Note: You can flip features like taskbar badging back on at any time through the Widgets settings, and feedback routes through Feedback Hub (WIN + F) under Widgets.


Screen tint: a new color overlay for eye strain

Screen tint is a new accessibility setting that lays a color overlay across the whole display, softening its intensity so bright, saturated screens are easier on the eyes during long sessions. It is built for daytime use and for anyone left with tired or sensitive eyes after a long stretch at the screen.

Screen Tint settings
Screen Tint settings
Open Settings > Accessibility, or press Win + U, and look under the Vision section for Screen tint.
Pick one of six preset colors or choose a custom color of your own.
Use the strength slider to move from a subtle wash to full intensity until the display feels comfortable.

Screen tint and Night light solve different problems, so you can run both at once. Night light warms the display to cut blue light that interferes with sleep, while Screen tint lowers overall screen intensity to ease daytime eye fatigue and light sensitivity. There is one constraint to know up front. Turning on Screen tint disables color filters, and vice versa, so if you depend on color filters you may need to leave Screen tint off.


Magnifier adds exact zoom percentages and presets

Magnifier now lets you control the zoom level precisely instead of stepping up and down until you land near the value you want. You can type an exact zoom percentage straight into the Magnifier toolbar to hit the level you need.

Magnifier new zoom
Magnifier new zoom

The Settings dropdown also gains preset step increments at 5%, 10%, 25%, 50%, 100%, 150%, 200%, and 400%, so you can jump to a common level in a single click. Those fixed values make the tool more predictable across shared and managed devices, where support staff can point a user to a specific magnification level.

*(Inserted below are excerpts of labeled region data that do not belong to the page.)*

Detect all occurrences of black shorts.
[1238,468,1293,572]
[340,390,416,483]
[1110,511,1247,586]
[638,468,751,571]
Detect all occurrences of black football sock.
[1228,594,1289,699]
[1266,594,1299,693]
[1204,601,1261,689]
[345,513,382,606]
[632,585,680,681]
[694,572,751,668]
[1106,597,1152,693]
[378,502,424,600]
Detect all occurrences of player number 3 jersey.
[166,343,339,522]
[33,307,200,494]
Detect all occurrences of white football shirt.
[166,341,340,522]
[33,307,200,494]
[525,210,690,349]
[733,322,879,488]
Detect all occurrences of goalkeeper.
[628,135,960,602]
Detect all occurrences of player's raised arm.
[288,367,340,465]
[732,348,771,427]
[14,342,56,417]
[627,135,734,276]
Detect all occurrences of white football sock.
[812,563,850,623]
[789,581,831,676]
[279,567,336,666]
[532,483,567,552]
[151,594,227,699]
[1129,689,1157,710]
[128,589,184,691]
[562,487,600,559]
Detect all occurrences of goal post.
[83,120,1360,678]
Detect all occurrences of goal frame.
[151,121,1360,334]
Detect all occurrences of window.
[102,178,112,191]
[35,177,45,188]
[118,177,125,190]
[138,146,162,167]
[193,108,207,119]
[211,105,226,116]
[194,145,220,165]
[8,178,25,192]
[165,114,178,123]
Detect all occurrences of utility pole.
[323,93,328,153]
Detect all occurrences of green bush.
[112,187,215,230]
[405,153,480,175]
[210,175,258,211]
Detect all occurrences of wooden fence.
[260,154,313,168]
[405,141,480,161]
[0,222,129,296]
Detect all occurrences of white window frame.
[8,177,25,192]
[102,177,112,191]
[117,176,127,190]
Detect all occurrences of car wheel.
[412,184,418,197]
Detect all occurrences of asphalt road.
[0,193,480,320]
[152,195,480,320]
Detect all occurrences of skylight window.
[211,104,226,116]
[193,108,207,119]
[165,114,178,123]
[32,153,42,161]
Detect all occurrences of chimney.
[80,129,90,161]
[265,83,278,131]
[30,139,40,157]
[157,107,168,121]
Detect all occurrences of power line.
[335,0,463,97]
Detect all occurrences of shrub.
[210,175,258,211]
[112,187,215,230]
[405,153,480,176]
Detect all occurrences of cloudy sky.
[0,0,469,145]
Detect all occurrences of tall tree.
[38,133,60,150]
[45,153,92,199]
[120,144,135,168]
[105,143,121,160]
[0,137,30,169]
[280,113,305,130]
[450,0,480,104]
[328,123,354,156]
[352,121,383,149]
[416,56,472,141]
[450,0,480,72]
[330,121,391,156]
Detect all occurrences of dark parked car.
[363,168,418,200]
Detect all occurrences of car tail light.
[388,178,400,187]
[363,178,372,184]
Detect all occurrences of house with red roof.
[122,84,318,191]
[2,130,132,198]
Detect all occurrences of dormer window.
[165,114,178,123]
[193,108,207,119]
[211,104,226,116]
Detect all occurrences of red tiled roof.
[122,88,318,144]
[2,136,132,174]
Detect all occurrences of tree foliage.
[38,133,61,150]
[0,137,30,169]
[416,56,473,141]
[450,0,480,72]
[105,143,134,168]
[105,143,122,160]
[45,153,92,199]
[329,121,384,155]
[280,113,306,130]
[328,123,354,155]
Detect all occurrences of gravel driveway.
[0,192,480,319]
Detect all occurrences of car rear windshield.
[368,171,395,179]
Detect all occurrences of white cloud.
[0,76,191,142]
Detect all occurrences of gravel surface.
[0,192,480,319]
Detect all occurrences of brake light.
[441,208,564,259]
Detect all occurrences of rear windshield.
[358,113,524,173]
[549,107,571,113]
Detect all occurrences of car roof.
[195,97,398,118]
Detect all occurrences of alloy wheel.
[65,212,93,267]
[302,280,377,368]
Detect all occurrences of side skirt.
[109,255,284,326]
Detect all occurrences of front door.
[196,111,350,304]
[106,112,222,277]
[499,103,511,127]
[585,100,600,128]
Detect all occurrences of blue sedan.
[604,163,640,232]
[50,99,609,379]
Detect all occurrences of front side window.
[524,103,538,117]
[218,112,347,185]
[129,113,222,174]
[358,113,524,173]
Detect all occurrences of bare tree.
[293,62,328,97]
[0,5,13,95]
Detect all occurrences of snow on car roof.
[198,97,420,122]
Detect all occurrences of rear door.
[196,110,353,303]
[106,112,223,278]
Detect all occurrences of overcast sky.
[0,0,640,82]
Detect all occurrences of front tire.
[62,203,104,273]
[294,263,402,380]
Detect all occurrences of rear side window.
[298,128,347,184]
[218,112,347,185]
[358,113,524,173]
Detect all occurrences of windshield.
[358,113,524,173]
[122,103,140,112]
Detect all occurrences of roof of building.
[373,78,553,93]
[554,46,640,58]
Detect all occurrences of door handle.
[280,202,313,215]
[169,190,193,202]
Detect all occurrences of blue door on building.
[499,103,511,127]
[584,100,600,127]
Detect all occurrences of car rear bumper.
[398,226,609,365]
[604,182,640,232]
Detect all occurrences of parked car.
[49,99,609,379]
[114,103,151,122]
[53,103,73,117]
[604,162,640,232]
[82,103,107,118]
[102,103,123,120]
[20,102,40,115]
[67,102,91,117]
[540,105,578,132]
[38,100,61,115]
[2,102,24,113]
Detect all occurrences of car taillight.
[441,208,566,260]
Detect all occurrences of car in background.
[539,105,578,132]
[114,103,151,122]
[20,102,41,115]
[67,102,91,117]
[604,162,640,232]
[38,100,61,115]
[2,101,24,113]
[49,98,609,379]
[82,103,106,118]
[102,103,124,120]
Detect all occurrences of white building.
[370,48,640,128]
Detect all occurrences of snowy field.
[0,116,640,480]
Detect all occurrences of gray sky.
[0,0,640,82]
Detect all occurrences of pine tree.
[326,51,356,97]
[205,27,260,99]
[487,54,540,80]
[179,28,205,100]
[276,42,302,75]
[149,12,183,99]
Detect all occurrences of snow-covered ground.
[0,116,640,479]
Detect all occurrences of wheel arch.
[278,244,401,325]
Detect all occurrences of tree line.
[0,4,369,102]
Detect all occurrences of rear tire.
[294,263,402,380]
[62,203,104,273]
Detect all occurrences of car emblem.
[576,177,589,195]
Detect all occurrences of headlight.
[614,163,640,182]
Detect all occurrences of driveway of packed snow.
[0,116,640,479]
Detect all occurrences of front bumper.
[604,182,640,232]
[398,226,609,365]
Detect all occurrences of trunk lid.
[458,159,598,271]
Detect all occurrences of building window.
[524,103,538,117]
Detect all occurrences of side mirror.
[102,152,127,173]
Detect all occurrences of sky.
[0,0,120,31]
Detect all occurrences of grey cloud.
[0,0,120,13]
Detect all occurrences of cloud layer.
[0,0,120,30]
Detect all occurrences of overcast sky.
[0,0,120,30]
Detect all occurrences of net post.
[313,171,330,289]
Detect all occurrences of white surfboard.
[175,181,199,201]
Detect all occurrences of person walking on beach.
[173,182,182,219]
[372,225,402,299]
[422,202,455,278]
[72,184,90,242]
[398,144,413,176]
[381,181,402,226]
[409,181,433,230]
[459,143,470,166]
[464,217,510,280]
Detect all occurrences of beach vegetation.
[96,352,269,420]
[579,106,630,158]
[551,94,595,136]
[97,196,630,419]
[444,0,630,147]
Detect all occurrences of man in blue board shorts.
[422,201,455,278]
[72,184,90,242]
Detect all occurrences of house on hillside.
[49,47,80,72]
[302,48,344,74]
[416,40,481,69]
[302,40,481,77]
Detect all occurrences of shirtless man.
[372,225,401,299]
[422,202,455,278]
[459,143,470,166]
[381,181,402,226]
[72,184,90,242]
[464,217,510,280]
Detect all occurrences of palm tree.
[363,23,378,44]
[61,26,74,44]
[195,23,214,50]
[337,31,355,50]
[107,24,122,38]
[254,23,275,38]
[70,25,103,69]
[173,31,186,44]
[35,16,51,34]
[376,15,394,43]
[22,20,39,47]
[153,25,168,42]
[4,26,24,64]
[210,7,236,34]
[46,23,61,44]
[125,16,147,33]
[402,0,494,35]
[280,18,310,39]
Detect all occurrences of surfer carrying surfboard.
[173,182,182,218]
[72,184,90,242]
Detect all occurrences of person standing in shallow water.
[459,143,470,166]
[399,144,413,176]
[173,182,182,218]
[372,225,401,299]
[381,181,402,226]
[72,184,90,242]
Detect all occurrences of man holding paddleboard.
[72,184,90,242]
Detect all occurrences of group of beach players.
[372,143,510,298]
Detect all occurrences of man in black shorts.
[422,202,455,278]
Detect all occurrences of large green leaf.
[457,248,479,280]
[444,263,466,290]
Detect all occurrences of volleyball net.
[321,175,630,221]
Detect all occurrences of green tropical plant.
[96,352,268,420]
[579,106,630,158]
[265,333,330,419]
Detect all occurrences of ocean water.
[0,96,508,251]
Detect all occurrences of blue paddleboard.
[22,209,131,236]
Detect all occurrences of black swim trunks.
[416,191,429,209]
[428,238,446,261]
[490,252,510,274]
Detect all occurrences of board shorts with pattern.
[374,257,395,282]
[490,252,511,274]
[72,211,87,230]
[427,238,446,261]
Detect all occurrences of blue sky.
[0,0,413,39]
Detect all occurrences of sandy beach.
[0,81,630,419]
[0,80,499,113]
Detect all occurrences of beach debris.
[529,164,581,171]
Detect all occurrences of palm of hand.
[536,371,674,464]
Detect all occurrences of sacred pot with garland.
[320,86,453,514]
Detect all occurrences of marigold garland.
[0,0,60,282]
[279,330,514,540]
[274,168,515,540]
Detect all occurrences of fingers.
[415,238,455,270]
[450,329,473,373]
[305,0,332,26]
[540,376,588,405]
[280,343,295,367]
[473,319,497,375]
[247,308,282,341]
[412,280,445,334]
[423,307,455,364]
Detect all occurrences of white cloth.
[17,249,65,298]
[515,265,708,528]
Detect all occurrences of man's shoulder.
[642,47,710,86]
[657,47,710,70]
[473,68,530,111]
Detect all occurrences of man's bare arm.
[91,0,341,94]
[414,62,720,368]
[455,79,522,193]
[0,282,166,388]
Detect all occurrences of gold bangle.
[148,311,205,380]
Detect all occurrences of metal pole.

File Explorer fixes for paths, ISO mounting, and Rename

File Explorer gets a set of reliability fixes that target everyday friction rather than a redesign. The address bar now accepts paths with double backslashes and quotation marks, for example C:\\Users\\user or "C:\\Users\\user", which helps when you paste paths copied from scripts or command-line output.

  • Mounting large ISO files no longer makes File Explorer unresponsive during SmartScreen checks.
  • The address bar suggestion dropdown is more reliable and now closes consistently after you select an item.
  • OneDrive files no longer appear duplicated in the Favorites section on File Explorer Home.
  • Rename no longer repeatedly selects text while you edit names in folder views.
  • Case-only name changes now show up immediately in folder views for items stored locally or in the cloud.

Input, Remote Recovery Management, and Windows Update changes

The emoji panel, opened with Windows key + period (.), now uses GIPHY as its GIF provider following the deprecation of Tenor, which changes where GIFs are browsed and shared. Administrators also get a new recovery remote management plug-in that extends WinRE management capabilities for MDM providers.

On the update side, devices that hit error 0x800f0843 when trying to install the previous build should now install without that failure.


How to install Build 26220.8680 and confirm it worked

Enroll your device in the Beta Channel through the Windows Insider Program settings under Update & Security.
In Windows Update, turn on Get the latest updates as soon as they’re available, then click Check for updates to download the flight. The build installs over version 25H2 through an enablement package.
After the required restart, confirm the version. The build reports as 26220.8680, and a desktop watermark in the lower-right corner is normal for pre-release Insider builds. Full notes are available on the Windows Insider release notes.

As with any Insider flight, some features here are still in active development and may change, be replaced, or never ship beyond the program. If you run into trouble with the quieter Widgets behavior, Screen tint, or any of the File Explorer fixes, send a report through Feedback Hub so it reaches the right team.